Às 17h30min de domingo, o tom de Pablo Lassalle, 44 anos, é de bom-humor e alívio, entrecortados pela tosse. Ele mesmo adoeceu ao longo dos três meses que passou longe da mulher, Hui Zhang, de 33 anos, e da filha, Isabela, de um ano e sete meses. Ambas fizeram parte do grupo de 34 brasileiros ou casados com brasileiros que foram trazidos da China para a Base Aérea de Anápolis, onde ficarão em quarentena por 18 dias em razão da epidemia do novo coronavírus.
— Acabei de conversar com a minha mulher, a Isabela estava dormindo. Ela disse que a comida é muito bem preparada e que tem bastante chocolate. Por ela, disse que passa mais um mês lá — brinca Pablo.

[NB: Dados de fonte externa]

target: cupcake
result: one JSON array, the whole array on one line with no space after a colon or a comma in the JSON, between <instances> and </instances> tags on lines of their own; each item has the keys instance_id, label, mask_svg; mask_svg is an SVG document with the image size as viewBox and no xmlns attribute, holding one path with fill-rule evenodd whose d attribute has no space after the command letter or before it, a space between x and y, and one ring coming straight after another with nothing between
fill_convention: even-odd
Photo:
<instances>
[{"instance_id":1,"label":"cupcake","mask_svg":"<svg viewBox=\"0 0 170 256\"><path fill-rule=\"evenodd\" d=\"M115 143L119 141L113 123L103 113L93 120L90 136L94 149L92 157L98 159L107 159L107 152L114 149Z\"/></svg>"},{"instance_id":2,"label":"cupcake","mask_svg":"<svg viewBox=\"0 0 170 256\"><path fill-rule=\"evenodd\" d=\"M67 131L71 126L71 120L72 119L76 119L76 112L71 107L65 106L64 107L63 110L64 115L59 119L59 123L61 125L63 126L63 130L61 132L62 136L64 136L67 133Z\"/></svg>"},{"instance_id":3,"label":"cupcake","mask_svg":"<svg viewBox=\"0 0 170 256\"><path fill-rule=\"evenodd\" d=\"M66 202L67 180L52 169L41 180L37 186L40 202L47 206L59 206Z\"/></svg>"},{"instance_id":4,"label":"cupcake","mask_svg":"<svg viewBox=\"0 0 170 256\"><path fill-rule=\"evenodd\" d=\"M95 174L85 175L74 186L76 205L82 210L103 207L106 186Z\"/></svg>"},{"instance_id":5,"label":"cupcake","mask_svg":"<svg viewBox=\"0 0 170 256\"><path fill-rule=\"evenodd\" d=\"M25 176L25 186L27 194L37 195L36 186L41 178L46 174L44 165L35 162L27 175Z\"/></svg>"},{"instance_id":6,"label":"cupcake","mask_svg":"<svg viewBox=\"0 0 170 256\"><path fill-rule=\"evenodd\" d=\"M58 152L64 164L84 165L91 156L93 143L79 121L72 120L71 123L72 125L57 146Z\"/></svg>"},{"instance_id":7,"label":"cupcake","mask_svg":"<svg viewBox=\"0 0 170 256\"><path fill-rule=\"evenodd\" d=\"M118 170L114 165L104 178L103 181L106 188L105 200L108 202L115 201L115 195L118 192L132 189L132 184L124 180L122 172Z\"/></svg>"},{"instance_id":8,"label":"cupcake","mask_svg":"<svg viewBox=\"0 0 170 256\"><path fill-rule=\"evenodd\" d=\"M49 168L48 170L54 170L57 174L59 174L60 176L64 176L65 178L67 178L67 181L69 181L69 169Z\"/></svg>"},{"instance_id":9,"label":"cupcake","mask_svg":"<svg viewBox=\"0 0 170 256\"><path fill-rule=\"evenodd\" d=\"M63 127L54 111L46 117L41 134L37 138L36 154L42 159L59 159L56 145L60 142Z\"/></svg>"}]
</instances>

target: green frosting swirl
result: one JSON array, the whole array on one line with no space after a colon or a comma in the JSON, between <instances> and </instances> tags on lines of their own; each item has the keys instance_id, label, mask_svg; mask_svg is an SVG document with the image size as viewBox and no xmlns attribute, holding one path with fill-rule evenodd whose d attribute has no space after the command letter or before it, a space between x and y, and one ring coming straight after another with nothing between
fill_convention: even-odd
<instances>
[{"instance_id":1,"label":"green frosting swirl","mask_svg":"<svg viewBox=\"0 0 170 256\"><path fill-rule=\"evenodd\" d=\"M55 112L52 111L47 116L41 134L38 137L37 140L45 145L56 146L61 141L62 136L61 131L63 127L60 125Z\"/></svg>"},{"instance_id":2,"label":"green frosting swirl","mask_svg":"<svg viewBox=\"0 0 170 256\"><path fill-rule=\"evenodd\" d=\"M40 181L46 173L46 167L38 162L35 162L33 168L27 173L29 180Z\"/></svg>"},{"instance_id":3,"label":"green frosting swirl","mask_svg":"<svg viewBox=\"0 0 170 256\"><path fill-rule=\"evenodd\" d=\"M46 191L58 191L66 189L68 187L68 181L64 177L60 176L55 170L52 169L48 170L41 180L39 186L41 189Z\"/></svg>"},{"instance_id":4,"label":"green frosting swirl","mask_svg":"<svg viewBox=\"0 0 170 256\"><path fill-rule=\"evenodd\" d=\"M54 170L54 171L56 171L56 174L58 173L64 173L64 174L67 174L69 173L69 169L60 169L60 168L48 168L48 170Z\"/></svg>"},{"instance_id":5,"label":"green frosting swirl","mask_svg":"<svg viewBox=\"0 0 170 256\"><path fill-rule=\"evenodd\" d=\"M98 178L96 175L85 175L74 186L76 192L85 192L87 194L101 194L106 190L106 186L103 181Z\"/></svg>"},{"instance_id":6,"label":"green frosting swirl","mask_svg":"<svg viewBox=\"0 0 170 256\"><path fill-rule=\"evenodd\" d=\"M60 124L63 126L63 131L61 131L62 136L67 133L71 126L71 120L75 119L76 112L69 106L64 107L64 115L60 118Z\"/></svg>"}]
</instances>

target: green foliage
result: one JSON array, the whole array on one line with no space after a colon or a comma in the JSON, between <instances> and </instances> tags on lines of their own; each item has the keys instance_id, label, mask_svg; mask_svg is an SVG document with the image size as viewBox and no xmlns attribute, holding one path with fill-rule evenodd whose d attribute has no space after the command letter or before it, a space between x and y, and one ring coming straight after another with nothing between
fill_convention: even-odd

Demorou para o argentino radicado em Palhoça (SC) conseguir brincar com o assunto. Quando a epidemia do novo vírus ganhou os noticiários e a região de Wuhan foi isolada, Pablo entrou em desespero. Chorava de 30 em 30 minutos, se afastou do trabalho como designer e chegou a ter crises pela falta de regulagem de insulina no organismo.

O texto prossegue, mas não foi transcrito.